= Bartholomew MacCarthy =

Bartholomew MacCarthy (12 December 1843, in Conna, Ballynoe, County Cork – 6 March 1904, in Inniscarra, Co. Cork) was a scholar and chronologist who wrote extensively on Early Irish literature.

He was educated at Mount Melleray Abbey, Seminary, County Waterford, and at St Colman's College, Fermoy, Co. Cork, afterwards studying at Rome, where he was ordained in 1869. On his return to Ireland he was appointed professor of Classics at St. Colman's, where he remained about three years. He then went as curate to Mitchelstown (where he was at the time of a massacre in 1887), and afterwards to Macroom and Youghal. In 1895 he was appointed parish priest of Inniscarra, near Cork, where he died. A few months before his death, he had been chosen by the Government on the recommendation of the Council of the Royal Irish Academy to edit the Annals of Tighearnach. He often spoke critically of his predecessors, for instance of John Colgan, the O'Clerys, Eugene O'Curry, etc., and of contemporary scholars. A letter of his criticising a favourable review of John Salmon's Ancient Irish Church as a Witness to Catholic Doctrine in the Irish Ecclesiastical Record (August, 1897, 166-170) led to a controversy between these two Catholic scholars, which was carried on in that periodical the following year.

==Published works==
- Essays on various Early Irish Ecclesiastical Fragments, written while he was in Rome and published mostly anonymously in the Irish Ecclesiastical Record (1864 sqq.)
- The Stowe Missal, perhaps his best-known work, published in the Transactions of the Royal Irish Academy, XXVII (1886), 135-268, in which he establishes the date of Moelchaich's recension as about 750 or at least the eighth century, and proves that the so-called Middle Irish corruptions can be paralleled from old Irish manuscripts, none of which are later than the ninth century; he also separates the earlier portion of the text into (a) the original Mass, dating from at least A.D. 500, called "Missa Patricii" in the Book of Armagh (A.D. 807), and (b) later augments and Roman contents.
- Four Dissertations on the Codex Palatino-Vaticanus, No. 830 (Chronica Mariani Scotti), published in the Todd Lecture Series of the Royal Irish Academy, III (1892), illustrated by studies on Old Irish Metric, the Synchronisms from the Book of Ballymote, Paschal computations, and various Irish historical documents.
- New Textual Studies on the Tripartite Life of St. Patrick, published in the Transactions of the Royal Irish Academy, XXIX, 183 sqq., in which he proves that portion of the material of the Vita Tripartita must date back to the middle of the sixth century.
- The Annals of Ulster. On the death of William M. Hennessey, Dr. MacCarthy was asked by the Government to continue the editing of this collection of Irish Annals in the Rolls Series. He published vols. II (1893), III (1895), and IV (1901). In the introduction to the fourth and final volume of these annals he deals in detail of various questions connected with the history of chronology among the nations of western Europe.

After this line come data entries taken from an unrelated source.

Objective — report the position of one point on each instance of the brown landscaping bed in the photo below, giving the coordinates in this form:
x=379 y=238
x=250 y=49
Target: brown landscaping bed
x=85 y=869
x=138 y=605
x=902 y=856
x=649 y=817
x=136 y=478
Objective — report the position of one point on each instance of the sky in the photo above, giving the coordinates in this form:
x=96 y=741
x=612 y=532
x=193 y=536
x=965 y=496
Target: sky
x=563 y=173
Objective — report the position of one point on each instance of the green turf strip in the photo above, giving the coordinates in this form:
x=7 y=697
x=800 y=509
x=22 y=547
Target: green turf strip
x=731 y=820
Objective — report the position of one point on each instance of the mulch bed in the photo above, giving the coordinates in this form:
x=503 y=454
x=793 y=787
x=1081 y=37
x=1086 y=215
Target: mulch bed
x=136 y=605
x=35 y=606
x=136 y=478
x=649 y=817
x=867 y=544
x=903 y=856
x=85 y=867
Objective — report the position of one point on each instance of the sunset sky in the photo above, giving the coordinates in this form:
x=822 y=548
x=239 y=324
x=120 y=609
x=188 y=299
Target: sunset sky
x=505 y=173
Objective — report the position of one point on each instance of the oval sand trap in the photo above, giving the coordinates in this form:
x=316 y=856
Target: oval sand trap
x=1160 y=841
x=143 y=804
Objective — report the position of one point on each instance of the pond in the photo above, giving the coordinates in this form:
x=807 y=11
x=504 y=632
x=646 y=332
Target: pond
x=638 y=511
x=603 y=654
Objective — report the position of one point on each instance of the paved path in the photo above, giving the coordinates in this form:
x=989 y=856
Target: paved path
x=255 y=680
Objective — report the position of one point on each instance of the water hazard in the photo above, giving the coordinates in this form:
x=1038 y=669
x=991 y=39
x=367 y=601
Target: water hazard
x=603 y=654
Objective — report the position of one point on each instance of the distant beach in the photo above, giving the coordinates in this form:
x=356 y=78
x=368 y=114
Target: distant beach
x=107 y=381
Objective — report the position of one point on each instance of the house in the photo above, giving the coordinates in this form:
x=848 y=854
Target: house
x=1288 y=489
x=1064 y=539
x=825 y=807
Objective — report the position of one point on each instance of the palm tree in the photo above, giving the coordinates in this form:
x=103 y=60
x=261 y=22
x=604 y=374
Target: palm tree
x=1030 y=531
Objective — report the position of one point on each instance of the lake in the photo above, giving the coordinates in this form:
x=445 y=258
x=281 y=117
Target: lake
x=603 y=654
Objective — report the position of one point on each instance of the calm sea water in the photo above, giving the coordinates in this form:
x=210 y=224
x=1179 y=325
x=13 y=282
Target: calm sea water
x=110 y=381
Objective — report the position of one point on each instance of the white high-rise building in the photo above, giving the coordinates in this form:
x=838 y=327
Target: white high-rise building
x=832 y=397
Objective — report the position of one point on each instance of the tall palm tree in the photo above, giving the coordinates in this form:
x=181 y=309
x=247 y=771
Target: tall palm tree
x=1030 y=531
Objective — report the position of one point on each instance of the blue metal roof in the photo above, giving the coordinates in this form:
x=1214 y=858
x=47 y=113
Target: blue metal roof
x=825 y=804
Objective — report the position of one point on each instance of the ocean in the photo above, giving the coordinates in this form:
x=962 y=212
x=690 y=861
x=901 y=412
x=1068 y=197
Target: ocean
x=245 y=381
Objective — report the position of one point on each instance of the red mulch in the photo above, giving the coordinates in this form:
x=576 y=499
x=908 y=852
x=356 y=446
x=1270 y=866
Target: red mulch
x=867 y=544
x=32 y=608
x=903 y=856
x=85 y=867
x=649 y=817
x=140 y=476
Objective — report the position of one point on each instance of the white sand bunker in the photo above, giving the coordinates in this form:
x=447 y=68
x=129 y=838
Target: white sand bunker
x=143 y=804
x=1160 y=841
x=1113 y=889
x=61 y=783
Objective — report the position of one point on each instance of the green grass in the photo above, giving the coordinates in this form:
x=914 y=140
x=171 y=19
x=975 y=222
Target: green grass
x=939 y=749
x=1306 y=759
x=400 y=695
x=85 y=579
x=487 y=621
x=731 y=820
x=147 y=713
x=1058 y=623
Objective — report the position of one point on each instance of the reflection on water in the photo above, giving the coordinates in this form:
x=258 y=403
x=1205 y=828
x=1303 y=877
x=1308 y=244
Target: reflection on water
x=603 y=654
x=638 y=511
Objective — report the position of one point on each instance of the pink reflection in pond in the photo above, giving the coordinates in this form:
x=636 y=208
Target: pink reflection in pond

These include discussions of the ancient Paschal cycle of 84 years and other Paschal computations in vogue in Ireland, the origin of A.D. dating in Irish annals, the methods of rectifying errors in the same, and the history of the various British or Irish falsifications which appeared during the disputes regarding Easter in the insular churches of the West, such as the Acts of Caesarea, the Athanasian Tractate, the Book of Anatolius, and the "Epistle" of Cyril of Alexandria. MacCarthy was recognized as an authority on the Paschal question.